One of the best features of the 529 Plan is the ability of the owner to take back any funds in the account not needed to pay education expenses for the beneficiary. This flexibility means the excess funds can be used for the owner’s own retirement or other expenditures. However, if the funds are not used for education expenses, income tax and a 10-percent penalty are due on the remaining earnings in the plan (deposits are never taxed or penalized).
Maurer also suggests that the Coverdell Education Savings account is a better way to save for college than the 529 Plan. The Coverdell has tax-free earnings if used for education expenses, but only allows a maximum contribution of $2,000 per year, which would probably not allow for the accumulation of more than one year of college if the fund was started when the child is born. In addition, the Coverdell plan does not provide the Indiana tax credit. The Uniform Transfer to Minors Act has no income-tax benefits and the child gets control of the account at age 21. However, both the Coverdell plan and the UTMA allow the owner to invest the funds in any investment vehicles.
All investors need to understand that it is only appropriate to invest in the stock market if the funds have an investment time horizon of at least five years.
Elaine E. Bedel
President, Bedel Financial Consulting Inc.

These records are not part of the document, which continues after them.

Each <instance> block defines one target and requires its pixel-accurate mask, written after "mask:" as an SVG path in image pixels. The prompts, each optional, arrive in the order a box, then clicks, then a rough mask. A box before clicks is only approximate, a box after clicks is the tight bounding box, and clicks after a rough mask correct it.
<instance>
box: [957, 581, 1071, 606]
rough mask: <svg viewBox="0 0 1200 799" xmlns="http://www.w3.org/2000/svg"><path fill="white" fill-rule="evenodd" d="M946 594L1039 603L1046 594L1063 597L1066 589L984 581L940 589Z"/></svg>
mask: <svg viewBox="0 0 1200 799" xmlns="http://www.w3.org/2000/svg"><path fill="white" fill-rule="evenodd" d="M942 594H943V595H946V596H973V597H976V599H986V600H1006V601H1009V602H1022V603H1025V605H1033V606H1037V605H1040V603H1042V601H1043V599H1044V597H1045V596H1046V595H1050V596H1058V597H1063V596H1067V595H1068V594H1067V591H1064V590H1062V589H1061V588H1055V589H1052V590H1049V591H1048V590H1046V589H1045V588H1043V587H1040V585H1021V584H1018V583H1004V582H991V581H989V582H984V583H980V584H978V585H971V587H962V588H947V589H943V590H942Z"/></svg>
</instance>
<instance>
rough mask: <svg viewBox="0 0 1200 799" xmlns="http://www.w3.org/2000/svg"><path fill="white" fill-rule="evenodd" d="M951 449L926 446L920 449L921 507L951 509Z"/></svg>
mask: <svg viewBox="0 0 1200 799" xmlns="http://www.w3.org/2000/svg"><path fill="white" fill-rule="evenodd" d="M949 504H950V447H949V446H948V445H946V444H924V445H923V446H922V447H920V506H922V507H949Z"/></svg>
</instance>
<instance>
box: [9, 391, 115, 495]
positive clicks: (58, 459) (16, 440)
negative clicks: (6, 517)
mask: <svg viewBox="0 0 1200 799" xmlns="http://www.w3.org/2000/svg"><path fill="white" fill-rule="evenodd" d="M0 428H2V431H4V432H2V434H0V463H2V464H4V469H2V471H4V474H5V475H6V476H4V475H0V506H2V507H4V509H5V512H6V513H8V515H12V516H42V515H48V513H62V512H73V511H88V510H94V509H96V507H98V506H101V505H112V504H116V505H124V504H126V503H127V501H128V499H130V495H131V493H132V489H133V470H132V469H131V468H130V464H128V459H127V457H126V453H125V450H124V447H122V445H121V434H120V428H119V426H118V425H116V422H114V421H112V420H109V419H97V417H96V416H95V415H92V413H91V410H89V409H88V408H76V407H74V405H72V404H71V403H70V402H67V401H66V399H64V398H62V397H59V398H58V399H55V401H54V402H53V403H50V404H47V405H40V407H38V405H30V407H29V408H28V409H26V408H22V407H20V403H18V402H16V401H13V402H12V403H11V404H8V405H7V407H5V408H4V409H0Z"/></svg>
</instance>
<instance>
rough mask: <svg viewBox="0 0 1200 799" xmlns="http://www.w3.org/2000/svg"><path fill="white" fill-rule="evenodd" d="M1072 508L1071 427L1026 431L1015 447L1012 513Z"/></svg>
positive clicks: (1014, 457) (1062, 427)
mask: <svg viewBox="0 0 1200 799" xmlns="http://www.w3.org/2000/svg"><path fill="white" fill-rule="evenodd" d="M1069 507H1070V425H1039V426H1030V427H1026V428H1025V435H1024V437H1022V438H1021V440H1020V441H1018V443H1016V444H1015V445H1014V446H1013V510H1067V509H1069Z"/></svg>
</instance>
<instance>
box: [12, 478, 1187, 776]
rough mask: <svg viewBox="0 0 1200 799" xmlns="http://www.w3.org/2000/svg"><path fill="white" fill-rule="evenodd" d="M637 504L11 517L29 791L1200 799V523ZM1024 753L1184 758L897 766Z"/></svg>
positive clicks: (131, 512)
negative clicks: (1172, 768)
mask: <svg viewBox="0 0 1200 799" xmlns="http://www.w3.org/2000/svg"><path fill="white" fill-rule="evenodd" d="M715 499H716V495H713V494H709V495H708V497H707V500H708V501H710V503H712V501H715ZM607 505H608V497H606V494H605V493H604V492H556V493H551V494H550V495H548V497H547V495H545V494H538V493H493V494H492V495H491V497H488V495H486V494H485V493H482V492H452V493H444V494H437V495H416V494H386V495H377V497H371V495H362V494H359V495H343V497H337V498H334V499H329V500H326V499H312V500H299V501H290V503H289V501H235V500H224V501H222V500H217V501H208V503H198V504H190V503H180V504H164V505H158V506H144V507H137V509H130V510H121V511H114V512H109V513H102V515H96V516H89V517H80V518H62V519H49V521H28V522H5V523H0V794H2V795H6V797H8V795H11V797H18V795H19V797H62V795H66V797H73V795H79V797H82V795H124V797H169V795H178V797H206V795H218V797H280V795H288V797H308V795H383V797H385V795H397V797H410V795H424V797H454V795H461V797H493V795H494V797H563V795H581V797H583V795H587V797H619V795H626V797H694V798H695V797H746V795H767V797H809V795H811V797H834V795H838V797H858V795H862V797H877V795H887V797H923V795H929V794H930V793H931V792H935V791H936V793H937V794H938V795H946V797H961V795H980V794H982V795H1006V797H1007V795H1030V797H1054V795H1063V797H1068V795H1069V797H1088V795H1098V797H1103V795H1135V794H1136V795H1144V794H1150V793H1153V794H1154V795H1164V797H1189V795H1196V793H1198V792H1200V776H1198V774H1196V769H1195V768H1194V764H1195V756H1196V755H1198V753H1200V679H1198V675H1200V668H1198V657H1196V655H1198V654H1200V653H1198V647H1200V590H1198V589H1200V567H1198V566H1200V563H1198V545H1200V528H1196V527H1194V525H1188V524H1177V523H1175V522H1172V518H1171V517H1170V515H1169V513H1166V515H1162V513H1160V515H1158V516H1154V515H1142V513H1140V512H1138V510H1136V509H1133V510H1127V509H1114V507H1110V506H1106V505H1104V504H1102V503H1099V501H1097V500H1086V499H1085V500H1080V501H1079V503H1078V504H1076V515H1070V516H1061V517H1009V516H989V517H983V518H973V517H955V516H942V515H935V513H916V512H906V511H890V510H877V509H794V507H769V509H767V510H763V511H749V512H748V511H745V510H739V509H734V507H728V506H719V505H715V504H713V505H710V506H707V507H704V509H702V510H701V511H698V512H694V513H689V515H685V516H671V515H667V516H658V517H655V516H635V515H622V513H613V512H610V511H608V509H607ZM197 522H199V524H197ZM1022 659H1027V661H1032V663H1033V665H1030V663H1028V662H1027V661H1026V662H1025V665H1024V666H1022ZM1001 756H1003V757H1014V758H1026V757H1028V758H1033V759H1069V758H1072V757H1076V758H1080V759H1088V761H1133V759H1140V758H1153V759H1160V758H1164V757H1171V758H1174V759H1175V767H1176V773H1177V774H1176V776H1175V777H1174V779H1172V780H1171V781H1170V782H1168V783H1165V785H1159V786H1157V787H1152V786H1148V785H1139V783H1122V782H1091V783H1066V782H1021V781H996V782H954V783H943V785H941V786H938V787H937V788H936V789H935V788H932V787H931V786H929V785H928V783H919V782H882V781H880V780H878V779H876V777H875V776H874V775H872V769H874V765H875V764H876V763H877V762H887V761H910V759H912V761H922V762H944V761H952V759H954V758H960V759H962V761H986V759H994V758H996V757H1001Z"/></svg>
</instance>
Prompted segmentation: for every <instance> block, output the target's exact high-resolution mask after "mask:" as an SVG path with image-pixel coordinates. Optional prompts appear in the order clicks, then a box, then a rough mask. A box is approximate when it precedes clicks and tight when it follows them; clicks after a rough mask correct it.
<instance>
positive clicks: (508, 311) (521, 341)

Save now for children's future
Last year witnessed the worst equitymarket turbulence in recent history. In the past 213 years, only four have resulted in
worse performance than 2008. Very few investors came through unscathed, and as a result many are struck with emotions ranging
from nervousness to fear and saving levels are starting to soar.
Where is the best place to invest? Like virtually every single investor, Indiana’s CollegeChoice 529 Savings Plans were impacted in the past year, but investing always requires a long-term vision.
It is difficult to be patient, but that is exactly what the current environment requires. Knee-jerk reactions that make major changes in investment portfolios will lock in losses. Time after time, “chasing the market” has proven to be a costly investing strategy, so don’t do it.
Indiana’s CollegeChoice 529 Plans offer a number of best-in-class investment options that allow the choice of a strategy based on your risk tolerance and the age of the plan beneficiary. Recent plan revisions dramatically reduced the cost of investing, while broadening investing options.
Though some 529 Plans have been criticized for being too limited in investment choices, these plans were created for those who are not normally buying mutual funds or stocks. Properly crafted and marketed plans like Indiana’s College-Choice Plan will serve middle- and even lower-income families with a simple but efficient way to save.
In addition to the numerous federal tax benefits provided by 529 Plans, Hoosiers can take advantage of the best college-savings tax credit in the nation. So, while your contributions and earnings are growing tax free in your 529 account, you can receive a tax credit of 20 percent, up to $1,000 against your Indiana income taxes. This past year, thousands of CollegeChoice investors saw the 20-percent return in the tax credit mitigate the pain of what happened in the broader markets. Even better, some Hoosiers actually received “free money” as a result of the partnership of CollegeChoice with Upromise Rewards, as $215,000 was earned by members who were investing even as they purchased everyday items such as groceries, gas and clothing.
There has never been a more important time to save. Hoosier common sense continues to be demonstrated even in this financial crisis, as the number of CollegeChoice Plan accounts have increased 25 percent in the last five months. So if you’re not already saving for your children or grandchildren, join those who are demonstrating their faith in the future by so now!